Monday, August 1, 2011

The Waterfall Effect

So this weekend was another one of those "Debbie and Emilee come out to stay at our place and Emilee throws a fit - in her passive-aggressive way, cries because she wants to go home, upsets Debbie, which causes rough times for us, and basically ruins the weekend" weekends. It was really disappointing too, because it seemed like we really did a backslide as far as the relationship goes. We went to bed Saturday night with Debbie being upset, but not wanting to talk about it. When we woke up Sunday, we talked, and it was rather dramatic and stressful, the way it used to be. Not fun.

We got through it, and the day seemed to go a little better - right up until she was getting ready to leave. She was upset again, and at that instant, Doug called, at which time she decided she was going to stomp off and leave, upset with me. I finally decided I'd had enough, and just told her "fine" and went into my bedroom to talk to Doug. Well, she came settled down, came into my room, and after I was finished talking to Doug, we talked for awhile and got back on an even keel. She said she was going to get some counselling for Emilee - which she has so far been very reluctant to do for some reason - and that she promised again that we would not go to bed without talking through things anymore. We kissed, made up, and they left. All better, right?

Not really. Because today, I am feeling down, and not just about our relationship. I am feeling insecure about work, about my abilities, about my motorcycle, about everything. I have noticed this the last few times this has  happened - that the negativity that occurs in the relationship at times like this, when it gets really rough, flows down into the other areas of my life, and I start feeling like I did when I was really struggling with the depression.

So today, I am going to try to get back on top, but so far, it is proving difficult.
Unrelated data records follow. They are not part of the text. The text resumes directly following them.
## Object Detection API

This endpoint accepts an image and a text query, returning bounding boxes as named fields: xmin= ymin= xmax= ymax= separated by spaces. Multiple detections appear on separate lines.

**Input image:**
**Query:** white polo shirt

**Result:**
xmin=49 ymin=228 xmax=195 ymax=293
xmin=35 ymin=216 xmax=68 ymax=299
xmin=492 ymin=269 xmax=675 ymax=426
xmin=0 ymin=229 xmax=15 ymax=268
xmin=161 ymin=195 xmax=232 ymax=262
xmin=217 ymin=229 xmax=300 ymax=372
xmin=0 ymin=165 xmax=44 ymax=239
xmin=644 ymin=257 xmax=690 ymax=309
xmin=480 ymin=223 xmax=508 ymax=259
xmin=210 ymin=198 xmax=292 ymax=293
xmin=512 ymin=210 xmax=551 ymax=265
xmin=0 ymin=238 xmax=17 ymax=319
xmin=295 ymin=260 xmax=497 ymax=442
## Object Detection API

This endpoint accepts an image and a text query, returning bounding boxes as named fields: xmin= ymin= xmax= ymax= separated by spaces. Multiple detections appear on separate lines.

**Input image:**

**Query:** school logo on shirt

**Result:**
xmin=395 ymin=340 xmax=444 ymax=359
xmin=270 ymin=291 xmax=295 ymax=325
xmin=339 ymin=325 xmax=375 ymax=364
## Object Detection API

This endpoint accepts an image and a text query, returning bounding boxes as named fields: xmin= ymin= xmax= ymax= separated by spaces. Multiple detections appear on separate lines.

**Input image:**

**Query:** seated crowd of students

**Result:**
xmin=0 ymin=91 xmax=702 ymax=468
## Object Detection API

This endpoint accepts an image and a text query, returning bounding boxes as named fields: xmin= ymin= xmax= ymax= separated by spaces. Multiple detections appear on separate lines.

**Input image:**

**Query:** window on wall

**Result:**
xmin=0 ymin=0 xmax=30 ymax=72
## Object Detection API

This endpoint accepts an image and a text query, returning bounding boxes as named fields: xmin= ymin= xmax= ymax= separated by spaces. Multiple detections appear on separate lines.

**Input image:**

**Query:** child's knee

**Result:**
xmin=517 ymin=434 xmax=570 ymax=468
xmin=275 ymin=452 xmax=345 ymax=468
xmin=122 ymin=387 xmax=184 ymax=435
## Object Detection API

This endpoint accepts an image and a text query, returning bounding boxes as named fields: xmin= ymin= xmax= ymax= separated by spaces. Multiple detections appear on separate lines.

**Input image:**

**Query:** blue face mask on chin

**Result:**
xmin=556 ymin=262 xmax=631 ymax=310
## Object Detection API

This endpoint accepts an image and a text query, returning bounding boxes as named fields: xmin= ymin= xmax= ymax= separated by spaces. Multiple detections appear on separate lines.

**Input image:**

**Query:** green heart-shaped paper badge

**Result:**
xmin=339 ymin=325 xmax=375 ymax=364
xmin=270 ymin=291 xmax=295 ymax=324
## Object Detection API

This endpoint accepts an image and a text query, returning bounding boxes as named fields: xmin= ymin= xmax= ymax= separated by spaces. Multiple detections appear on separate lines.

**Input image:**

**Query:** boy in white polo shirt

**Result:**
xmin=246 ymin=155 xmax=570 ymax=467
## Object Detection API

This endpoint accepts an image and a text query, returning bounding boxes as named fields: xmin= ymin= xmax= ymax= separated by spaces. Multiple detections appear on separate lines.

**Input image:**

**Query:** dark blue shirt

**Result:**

I decided to ride my bike to work today so I could "enjoy" the smell of the rain from last night, and my bike ran like shit again, like it did that last time after it rained. I got to work and read an email about the other new guy who works in dev (started a couple of weeks before me apparently) and how he created this new tool for everyone to use to validat JavaScript. And here I am struggling just to learn the overall architecture still and how to change the text of labels on forms. Icky.

I'm not sure what to do, so I am just going to accept the feelings and thoughts for what they are and just get through the day. I have my AA meeting tonight, so that should help. Right now, I just feel a little ill, and wish I could just go back home, crawl into bed, and pull the covers over my head. But I am not going to do that. I am going to soldier through and just do what I can do. I am the greatest developer in the world? No, absolutely not. Am I the best parent in the world? No. Am I the best partner in the world? Doubt it. I am the best me I can be today? I don't know. But I know I need to try to be, and that is what I am focusing on. Some days, it seems much harder than others. Today is going to be one of those "harder" days.